Britain's Prime Minister Gordon Brown is due to host a summit on Saturday outside London with some 20 world leaders on climate change, economy and global poverty.
Chilean President Michelle Bachelet, Australian Prime Minister Kevin Rudd, Liberian President Ellen Johnson-Sirleaf and former US President Bill Clinton are among those due to attend the two-day conference and summit at The Grove hotel, in Watford.
Speaking on Friday at the Progressive Governance conference, a prelude to the summit, Brown talked about what he called "probably the first truly global financial crisis of the modern world."
"It is underpinned by probably the biggest restructuring of the world economy that has ever taken place since the industrial revolution and the biggest shift of power to Asia that we've seen in these centuries."
Brown also pointed out that financial rules have also experienced great changes.

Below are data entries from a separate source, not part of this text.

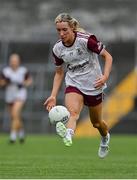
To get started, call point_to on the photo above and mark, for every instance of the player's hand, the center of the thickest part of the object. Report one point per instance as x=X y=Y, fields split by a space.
x=50 y=103
x=99 y=82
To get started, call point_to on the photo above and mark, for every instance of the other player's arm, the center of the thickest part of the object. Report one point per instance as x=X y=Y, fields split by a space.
x=58 y=78
x=107 y=68
x=3 y=80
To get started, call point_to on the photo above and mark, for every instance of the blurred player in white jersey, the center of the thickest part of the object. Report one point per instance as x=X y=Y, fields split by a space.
x=85 y=82
x=15 y=78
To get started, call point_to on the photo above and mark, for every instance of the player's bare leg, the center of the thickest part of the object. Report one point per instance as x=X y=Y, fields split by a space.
x=96 y=119
x=74 y=104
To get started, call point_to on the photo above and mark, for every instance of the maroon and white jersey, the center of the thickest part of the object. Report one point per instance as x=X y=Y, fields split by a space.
x=15 y=89
x=82 y=62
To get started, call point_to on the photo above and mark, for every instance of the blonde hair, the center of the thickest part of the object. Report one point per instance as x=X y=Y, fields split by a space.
x=73 y=23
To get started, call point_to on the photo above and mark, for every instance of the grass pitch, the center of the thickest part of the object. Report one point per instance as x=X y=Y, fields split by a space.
x=46 y=157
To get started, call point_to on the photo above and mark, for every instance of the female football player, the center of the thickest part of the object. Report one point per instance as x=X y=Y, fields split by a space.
x=84 y=80
x=16 y=79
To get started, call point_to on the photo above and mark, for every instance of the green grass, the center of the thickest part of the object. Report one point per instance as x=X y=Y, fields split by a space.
x=47 y=157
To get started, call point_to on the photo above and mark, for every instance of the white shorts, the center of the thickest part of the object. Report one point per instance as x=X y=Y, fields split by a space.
x=14 y=93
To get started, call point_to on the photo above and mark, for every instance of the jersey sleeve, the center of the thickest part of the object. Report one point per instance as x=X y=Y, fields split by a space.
x=94 y=45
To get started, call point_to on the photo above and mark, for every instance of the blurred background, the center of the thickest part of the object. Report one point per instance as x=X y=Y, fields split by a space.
x=27 y=28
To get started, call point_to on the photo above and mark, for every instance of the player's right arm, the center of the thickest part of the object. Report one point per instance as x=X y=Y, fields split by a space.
x=3 y=80
x=58 y=78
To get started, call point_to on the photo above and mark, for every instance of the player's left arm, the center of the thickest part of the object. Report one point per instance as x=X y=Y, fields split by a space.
x=27 y=80
x=107 y=68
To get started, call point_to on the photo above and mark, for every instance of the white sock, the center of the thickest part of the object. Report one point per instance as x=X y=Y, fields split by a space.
x=69 y=133
x=21 y=133
x=13 y=135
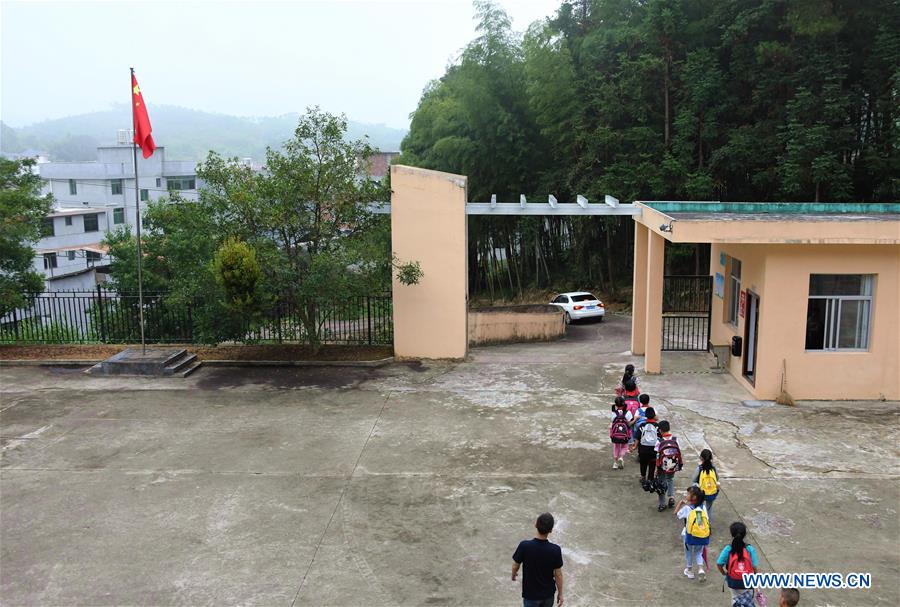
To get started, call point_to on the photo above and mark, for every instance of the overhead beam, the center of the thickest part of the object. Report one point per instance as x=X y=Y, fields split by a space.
x=531 y=208
x=561 y=208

"The national rules and the national regulations we adopt for economic matters bear no relationship to the global nature of capital flows and the global nature of international business organization that exists at the moment, so we will have to reform our global financial institutions."
New Zealand Prime Minister Helen Clark also addressed the conference, focusing on climate change.
"We are having to take very tough decisions in the first world on how we deal with greenhouse gas emissions and there are political and economic costs involved in that."
Summit participants are expected to hold round-table discussions and try to issue a short joint statement after the summit.